During evaluation, the patient was found to be in normal sinus rhythm with a pre-excited QRS complex. However, conduction over the accessory pathway would cease intermittently, resulting in complete heart block. This suggested that the only anterograde conduction from atrium to ventricle was over the accessory pathway, and that AV nodal function was absent (Figure 1). Since the details of the original ablation were not known, a dual chamber pacemaker was implanted as a precaution against complete heart block, as the anterograde conduction over the accessory pathway was not reliable.
He did well for over two years, and then presented to his primary physician’s office complaining of symptoms of palpitations. Workup was unremarkable.
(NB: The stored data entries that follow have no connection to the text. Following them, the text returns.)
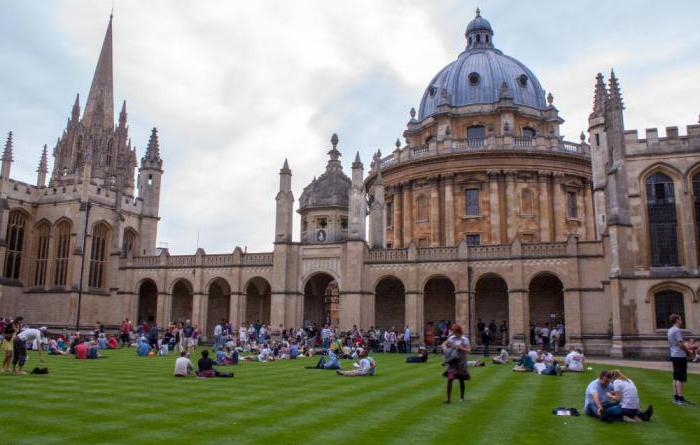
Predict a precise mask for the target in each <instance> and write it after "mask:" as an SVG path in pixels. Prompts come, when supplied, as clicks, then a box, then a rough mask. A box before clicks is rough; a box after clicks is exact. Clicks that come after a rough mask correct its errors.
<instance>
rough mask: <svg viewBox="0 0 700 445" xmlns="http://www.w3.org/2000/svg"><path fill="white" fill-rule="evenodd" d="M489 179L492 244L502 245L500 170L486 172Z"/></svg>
mask: <svg viewBox="0 0 700 445" xmlns="http://www.w3.org/2000/svg"><path fill="white" fill-rule="evenodd" d="M486 174H487V175H488V177H489V225H490V227H491V243H493V244H501V243H503V240H502V239H501V224H502V222H501V207H500V201H501V193H500V191H499V189H498V178H499V177H500V176H501V172H500V171H499V170H489V171H487V172H486Z"/></svg>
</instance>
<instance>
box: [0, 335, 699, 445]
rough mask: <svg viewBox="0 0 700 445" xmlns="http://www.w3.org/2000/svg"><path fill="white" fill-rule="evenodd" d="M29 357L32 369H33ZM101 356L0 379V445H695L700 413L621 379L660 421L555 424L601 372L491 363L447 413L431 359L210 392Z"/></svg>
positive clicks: (240, 373)
mask: <svg viewBox="0 0 700 445" xmlns="http://www.w3.org/2000/svg"><path fill="white" fill-rule="evenodd" d="M30 354H31V356H30V360H29V363H28V365H27V368H28V369H32V368H33V367H34V366H35V365H36V364H37V357H36V354H35V353H30ZM105 355H106V356H107V358H105V359H101V360H89V361H78V360H75V359H74V358H72V357H71V356H66V357H55V356H53V357H49V358H48V361H47V362H48V366H49V368H50V374H49V375H46V376H33V375H27V376H23V377H19V376H12V375H0V395H1V396H2V403H1V404H0V443H2V444H19V443H41V444H52V443H67V444H85V445H88V444H95V443H129V444H136V443H147V444H153V443H171V444H175V443H177V444H180V443H197V444H200V443H212V444H221V443H236V444H247V443H266V444H273V443H285V444H286V443H303V444H309V443H326V444H333V445H338V444H346V443H347V444H354V445H357V444H363V445H370V444H379V443H396V444H404V443H419V444H427V443H440V444H446V443H450V444H461V443H489V444H491V445H493V444H500V443H506V442H511V443H537V444H546V443H567V444H577V445H578V444H585V443H591V444H601V443H610V444H613V443H614V444H617V443H641V444H645V443H648V444H656V445H659V444H662V443H669V444H670V443H675V444H690V443H698V432H697V425H698V424H700V423H699V421H700V407H691V408H686V407H678V406H675V405H672V404H671V397H670V391H671V381H670V373H668V372H658V371H647V370H641V369H632V368H627V369H625V370H624V371H625V372H626V373H627V375H628V376H629V377H631V378H632V379H633V380H634V381H635V383H636V384H637V387H638V388H639V390H640V395H641V397H642V404H643V406H644V407H645V406H646V405H647V404H648V403H652V404H653V405H654V408H655V414H654V418H653V419H652V421H651V422H650V423H648V424H647V423H645V424H613V425H609V424H603V423H601V422H599V421H597V420H594V419H591V418H588V417H556V416H553V415H552V414H551V409H552V408H554V407H557V406H567V407H569V406H572V407H576V408H579V409H580V408H581V405H582V401H583V391H584V389H585V387H586V384H587V383H588V382H589V381H590V380H592V379H593V378H594V376H595V372H597V371H598V370H599V369H600V367H599V366H595V367H594V371H595V372H588V373H585V374H584V375H574V374H568V375H567V374H565V375H564V376H563V377H549V376H539V375H534V374H519V373H513V372H511V370H510V366H496V365H487V366H486V367H485V368H479V369H472V370H471V371H472V380H471V381H470V382H468V386H467V401H466V402H465V403H454V402H453V404H452V405H443V404H442V400H443V399H444V393H443V391H444V379H443V378H442V377H441V376H440V374H441V372H442V368H441V367H440V365H439V357H437V356H431V357H430V358H431V362H429V363H427V364H423V365H407V364H404V363H403V360H404V356H402V355H383V354H377V355H375V358H376V360H377V364H378V369H377V375H376V376H374V377H362V378H343V377H338V376H336V375H335V373H333V372H331V371H317V370H306V369H303V368H304V366H305V365H308V364H310V363H311V361H310V360H309V359H301V360H295V361H280V362H274V363H252V362H251V363H242V364H240V365H238V366H235V367H231V366H228V367H222V368H221V369H222V370H226V371H234V372H235V374H236V377H235V378H233V379H208V380H206V379H197V378H191V379H175V378H173V377H172V375H171V374H172V367H173V362H174V360H175V356H173V355H171V356H169V357H137V356H136V354H135V352H134V350H133V349H130V350H119V351H107V352H106V353H105ZM314 362H315V361H314ZM350 367H351V365H350V362H349V361H346V362H345V363H344V368H350ZM455 391H456V392H457V394H458V387H457V386H455ZM687 396H688V398H689V399H691V400H696V401H700V376H697V375H692V376H691V377H690V382H689V385H688V390H687Z"/></svg>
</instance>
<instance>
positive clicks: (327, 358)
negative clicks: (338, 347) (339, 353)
mask: <svg viewBox="0 0 700 445" xmlns="http://www.w3.org/2000/svg"><path fill="white" fill-rule="evenodd" d="M306 369H340V360H339V359H338V356H337V355H335V353H334V352H333V351H328V355H322V356H321V357H320V358H319V359H318V363H316V366H307V367H306Z"/></svg>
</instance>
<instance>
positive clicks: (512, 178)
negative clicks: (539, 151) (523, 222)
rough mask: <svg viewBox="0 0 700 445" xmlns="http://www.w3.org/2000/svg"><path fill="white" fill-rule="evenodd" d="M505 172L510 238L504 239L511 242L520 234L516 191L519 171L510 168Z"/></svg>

His symptoms got worse, so about three years after the original pacemaker implant, we elected to do an electrophysiology (EP) study to look for any inducible atrial or ventricular arrhythmias that could explain his symptoms.
EP study was done with catheters positioned in the His bundle position, coronary sinus, and RV apex. Initial evaluation showed the underlying rhythm was normal sinus rhythm with complete heart block at the level of the AV node. The RV was paced 100% of the time after an appropriate AV delay (Figure 2).
With each paced ventricular beat there was retrograde conduction over the accessory pathway, resulting in atrial depolarization. This phenomenon was also demonstrated by pacing directly from the RV catheter (Figures 3 and 4).
Using the EnSite mapping system (St. Jude Medical, Inc., St. Paul, MN), the accessory pathway was mapped to the antero-superior tricuspid annulus (12 o’ clock position on LAO view) (Figure 4), and was successfully ablated with resolution of retrograde conduction (Figure 5). The patient’s symptoms of palpitations and fatigue subsequently resolved.
Discussion
Manifest accessory pathways can typically conduct both anterograde and retrograde. In this patient, who had prior ablation for Wolff-Parkinson-White syndrome, we found complete loss of anterograde conduction but preserved retrograde conduction. AV node function was probably lost during the previous ablation of his septal accessory pathway; when anterograde accessory pathway conduction eventually failed, he required a permanent pacemaker. Persistent retrograde conduction caused atrial depolarization just after each ventricular beat, which created symptoms commonly associated with pacemaker syndrome, despite the initial appearance of A-V synchrony. Interestingly, the retrograde conduction was not detected in his pacemaker follow-ups, possibly due to the rapid accessory pathway conduction, causing the atrial depolarization to fall in the ventricular and post-ventricular atrial refractory periods; atrial depolarization was also occurring prior to each ventricular paced beat. This clinical issue required a formal EP study and catheter ablation for resolution.
Conclusion
This case illustrates an interaction between normal pacemaker function and accessory pathway conduction. Symptoms of palpitations and fatigue resulted from retrograde atrial depolarization with each ventricular paced beat, producing two atrial beats around each ventricular depolarization. EP study readily revealed the cause, and catheter ablation of the remainder of the accessory pathway relieved the patient’s symptoms.